Conventions are different to any other time you’ll practice yoga just down to the sheer numbers of people all doing it at the same time.

This can cause problems due to the close proximity and sheer lack of space: trying not to smack anyone in the face, trying to follow the directions coming through a microphone from the front of a very large hall, boiling in the sunny patch in the room, freezing under the air-conditioning…

But the overall feeling is one of being part of a yoga community. Yoga can be quite a lonely activity. The real yoga happens at home on your mat, and it’s just you and your body. At a convention there are the communal grunts when being held in a pose for a long time, the collective gasps as we’re told to go into a difficult pose, the united sinking into peace and stillness at the end of the sessions.

The Special Bits

There were a couple of moments where the true meaning of yoga, ‘union’ became manifest.

As Raya was bringing us out of Savasana on the second day he said, “That’s it.”  We all slowly sat up. No one spoke. Over 400 people were still, no buzz, no chatter, no gathering of stuff. Raya had said it, ‘that’s it’ – or rather, ‘this is it’ — everyone in that hall was united in the quiet of the present moment.

The second moment was again felt through the quiet of Savasana, but the unity was expressed through word and song. At the very end of the convention Raya asked one of the Senior Teachers if she would read out the first two verses of the Atma Satkam, or Song of the Soul. He then sung them in Sanskrit:

“I am neither ego nor reason, I am neither mind not thought,
I cannot be heard nor cast into words, not by smell nor sight ever caught:
In light and wind I am not found, not yet in earth and sky –
Consciousness and joy incarnate, Bliss of the Blissful am I.”

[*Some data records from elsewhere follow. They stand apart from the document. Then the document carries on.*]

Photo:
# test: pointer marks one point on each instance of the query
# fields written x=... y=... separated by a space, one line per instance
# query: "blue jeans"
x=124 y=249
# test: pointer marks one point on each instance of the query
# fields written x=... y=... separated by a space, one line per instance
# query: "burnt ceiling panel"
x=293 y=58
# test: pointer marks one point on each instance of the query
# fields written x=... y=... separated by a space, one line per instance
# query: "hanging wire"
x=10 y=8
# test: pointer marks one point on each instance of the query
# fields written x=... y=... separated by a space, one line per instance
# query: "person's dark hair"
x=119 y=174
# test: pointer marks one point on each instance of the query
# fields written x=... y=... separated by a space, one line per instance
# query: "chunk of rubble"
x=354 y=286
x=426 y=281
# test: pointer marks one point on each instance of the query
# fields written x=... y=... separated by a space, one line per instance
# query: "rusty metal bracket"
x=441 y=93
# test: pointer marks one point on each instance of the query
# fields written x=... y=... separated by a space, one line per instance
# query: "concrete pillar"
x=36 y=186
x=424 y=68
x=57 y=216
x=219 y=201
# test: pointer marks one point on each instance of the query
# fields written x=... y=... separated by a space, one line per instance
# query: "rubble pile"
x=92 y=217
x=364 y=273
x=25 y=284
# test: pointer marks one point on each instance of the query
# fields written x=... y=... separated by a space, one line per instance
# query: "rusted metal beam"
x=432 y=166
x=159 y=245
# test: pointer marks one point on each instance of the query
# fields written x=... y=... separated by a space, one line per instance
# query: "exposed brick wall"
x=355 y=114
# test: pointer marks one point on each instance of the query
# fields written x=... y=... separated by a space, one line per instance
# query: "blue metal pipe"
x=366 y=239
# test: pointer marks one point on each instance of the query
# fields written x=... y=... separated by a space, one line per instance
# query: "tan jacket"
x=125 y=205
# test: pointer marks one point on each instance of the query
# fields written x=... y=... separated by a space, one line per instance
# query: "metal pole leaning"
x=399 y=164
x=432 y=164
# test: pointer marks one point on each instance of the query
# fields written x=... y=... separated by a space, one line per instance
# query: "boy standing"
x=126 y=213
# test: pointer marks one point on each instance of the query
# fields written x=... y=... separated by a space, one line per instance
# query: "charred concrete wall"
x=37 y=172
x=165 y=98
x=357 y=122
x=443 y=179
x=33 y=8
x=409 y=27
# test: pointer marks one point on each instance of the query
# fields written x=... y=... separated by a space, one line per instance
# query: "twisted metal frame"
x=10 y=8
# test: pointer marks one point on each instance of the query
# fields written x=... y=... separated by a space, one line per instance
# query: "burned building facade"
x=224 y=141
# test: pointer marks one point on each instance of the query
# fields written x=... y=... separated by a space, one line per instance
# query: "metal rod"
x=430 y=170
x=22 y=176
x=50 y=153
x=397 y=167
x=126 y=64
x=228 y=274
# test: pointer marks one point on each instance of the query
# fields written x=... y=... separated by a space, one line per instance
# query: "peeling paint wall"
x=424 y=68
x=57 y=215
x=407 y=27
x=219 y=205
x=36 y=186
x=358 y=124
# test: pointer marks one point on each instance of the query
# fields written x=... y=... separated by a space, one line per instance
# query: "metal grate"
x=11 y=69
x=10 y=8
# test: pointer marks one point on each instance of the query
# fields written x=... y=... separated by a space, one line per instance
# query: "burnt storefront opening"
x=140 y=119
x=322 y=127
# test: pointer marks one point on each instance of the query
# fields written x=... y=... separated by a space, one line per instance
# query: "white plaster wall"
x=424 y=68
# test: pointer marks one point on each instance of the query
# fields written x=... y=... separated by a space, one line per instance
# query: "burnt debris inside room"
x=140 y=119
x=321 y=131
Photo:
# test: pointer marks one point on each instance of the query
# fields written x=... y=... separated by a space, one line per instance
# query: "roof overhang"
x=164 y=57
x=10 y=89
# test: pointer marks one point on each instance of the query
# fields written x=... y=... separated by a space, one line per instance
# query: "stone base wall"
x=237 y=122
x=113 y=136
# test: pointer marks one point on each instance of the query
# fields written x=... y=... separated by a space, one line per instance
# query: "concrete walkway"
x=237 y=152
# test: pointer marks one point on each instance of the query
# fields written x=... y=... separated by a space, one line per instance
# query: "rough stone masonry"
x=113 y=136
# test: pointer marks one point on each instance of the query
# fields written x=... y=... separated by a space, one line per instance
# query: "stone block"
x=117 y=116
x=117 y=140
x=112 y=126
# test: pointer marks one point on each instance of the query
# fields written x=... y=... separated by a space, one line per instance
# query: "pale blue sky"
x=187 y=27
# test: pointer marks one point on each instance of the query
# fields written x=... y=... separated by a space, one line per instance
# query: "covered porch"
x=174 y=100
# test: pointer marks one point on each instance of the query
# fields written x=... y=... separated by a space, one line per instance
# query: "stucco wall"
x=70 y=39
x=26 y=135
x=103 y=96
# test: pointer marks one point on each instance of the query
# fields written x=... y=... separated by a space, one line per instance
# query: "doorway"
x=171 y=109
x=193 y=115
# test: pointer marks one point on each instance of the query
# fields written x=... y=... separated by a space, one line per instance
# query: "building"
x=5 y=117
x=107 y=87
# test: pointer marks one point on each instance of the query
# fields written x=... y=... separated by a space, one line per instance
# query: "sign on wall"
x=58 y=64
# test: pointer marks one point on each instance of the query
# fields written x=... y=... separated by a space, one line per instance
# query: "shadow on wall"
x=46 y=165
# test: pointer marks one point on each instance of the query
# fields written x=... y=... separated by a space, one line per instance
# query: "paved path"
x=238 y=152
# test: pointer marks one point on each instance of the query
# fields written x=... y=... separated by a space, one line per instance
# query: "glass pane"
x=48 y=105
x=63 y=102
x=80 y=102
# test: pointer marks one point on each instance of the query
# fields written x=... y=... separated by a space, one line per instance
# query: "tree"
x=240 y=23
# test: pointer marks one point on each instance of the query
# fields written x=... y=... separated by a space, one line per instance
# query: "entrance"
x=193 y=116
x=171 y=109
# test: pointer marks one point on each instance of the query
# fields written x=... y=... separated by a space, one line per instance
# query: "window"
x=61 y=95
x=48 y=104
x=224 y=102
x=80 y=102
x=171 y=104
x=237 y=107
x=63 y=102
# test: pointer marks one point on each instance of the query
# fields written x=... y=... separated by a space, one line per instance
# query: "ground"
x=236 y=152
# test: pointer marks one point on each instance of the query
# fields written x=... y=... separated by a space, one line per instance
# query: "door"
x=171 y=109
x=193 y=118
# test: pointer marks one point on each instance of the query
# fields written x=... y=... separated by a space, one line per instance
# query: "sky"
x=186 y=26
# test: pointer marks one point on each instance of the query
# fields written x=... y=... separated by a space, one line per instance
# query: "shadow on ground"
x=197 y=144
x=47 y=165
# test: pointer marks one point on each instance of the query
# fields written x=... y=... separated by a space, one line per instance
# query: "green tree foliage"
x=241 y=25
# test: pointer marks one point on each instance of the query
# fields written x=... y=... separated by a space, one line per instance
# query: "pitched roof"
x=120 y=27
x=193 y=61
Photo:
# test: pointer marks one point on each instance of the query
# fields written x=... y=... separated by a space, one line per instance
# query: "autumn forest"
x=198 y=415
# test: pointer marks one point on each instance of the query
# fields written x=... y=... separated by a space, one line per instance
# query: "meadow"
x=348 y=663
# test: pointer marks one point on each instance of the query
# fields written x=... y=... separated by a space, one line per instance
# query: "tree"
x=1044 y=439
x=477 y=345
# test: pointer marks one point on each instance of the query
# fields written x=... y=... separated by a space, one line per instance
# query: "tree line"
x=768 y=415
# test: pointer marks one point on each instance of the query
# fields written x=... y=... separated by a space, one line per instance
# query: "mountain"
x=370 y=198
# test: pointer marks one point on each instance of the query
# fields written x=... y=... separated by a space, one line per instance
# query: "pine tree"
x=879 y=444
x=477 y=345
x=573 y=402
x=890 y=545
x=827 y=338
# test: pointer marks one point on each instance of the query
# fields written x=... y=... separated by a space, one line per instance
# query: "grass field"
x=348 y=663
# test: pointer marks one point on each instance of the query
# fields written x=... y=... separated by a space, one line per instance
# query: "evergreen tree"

The sound of those voices, one speaking in English, the other singing in Sanskrit, was a multi-dimensional unity merging cultures, time and space.

The After-Effects

By the time I got home I was literally spent. Mentally, physically and emotionally. This may be because it was my first ever convention and I didn’t pace myself well enough, or it might just be that six hours of yoga a day is exhausting!

However, the effect of being away from home, away from any other influences and being taught alongside so many other yogis was truly inspiring and has given me a real boost. I can’t wait till the next one.